BSides Toronto 2020

Redefining the Security Perimeter for the remote workforce
2020-10-17, 13:00–13:20, Twitch

Attendees will learn about the prevalence of identity based attacks, the history and current state of Zero Trust and how they can protect their users by applying modern security principles around their identities and data. Topics covered in this session are especially important as more organizations have shifted to a work from home model due to the recent Covid-19 pandemic

Digital transformation, the cloud and working remotely have made the traditional perimeter-based network defense obsolete. In these unprecedented times, forcing remote users through internal Network infrastructure creates performance bottlenecks and often does more harm than good. Strong Information Security teams operate with an “assume breach” mentality making a VPN connection no longer enough to assure secure access of apps and data. Enter the Zero-Trust security model. With the proliferation of SaaS applications, mobile devices and cloud services, the security perimeter has been redefined. “Never Trust, Always Verify” is the new mantra in which just enough access is granted to strongly authenticated identities on secure, compliant devices in verified locations. These modern security concepts are what makes Identity and Access Management so important, and why identity must be recognized as a modern security perimeter.
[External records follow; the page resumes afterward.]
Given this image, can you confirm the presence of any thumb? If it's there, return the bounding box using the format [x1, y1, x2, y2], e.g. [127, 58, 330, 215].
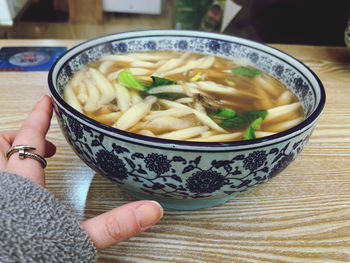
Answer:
[81, 201, 163, 250]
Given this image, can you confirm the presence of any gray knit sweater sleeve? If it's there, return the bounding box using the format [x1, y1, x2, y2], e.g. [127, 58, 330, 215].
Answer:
[0, 171, 96, 263]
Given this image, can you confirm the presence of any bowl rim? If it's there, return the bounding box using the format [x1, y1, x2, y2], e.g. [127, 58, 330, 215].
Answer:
[48, 29, 326, 152]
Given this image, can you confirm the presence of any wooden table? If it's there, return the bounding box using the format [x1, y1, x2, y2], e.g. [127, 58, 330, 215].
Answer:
[0, 40, 350, 263]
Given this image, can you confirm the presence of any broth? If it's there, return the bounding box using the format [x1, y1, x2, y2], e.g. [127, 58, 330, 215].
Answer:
[64, 52, 304, 142]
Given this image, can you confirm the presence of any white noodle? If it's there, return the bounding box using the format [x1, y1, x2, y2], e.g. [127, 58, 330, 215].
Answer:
[83, 79, 100, 112]
[114, 84, 131, 112]
[114, 96, 157, 130]
[98, 60, 115, 75]
[89, 68, 115, 104]
[148, 85, 185, 94]
[63, 84, 83, 112]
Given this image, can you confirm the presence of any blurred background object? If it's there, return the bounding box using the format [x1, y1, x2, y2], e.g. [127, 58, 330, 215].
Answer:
[0, 0, 350, 46]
Jon Rohrich is a Security & Compliance Technical Specialist at Microsoft Canada with a focus primarily on Identity, Device, Threat, and Information Management. Jon has 8 years’ experience advising IT & Information Security executives from a strategic capacity, at customers across a breadth of industries such as financial services, healthcare, legal, government and more. Jon helps businesses keep pace with the rapidly changing security and threat landscape. Jon holds an array of technical and Security certifications including the Certified Information Systems Security Professional (CISSP) and Certified Ethical Hacker (CEH). Jon is a Canadian Forces Veteran having served 5 years as an Infantry Soldier and LAV III Gunner in the 1st Battalion, Royal Canadian Regiment prior to pursuing a career in Information Security.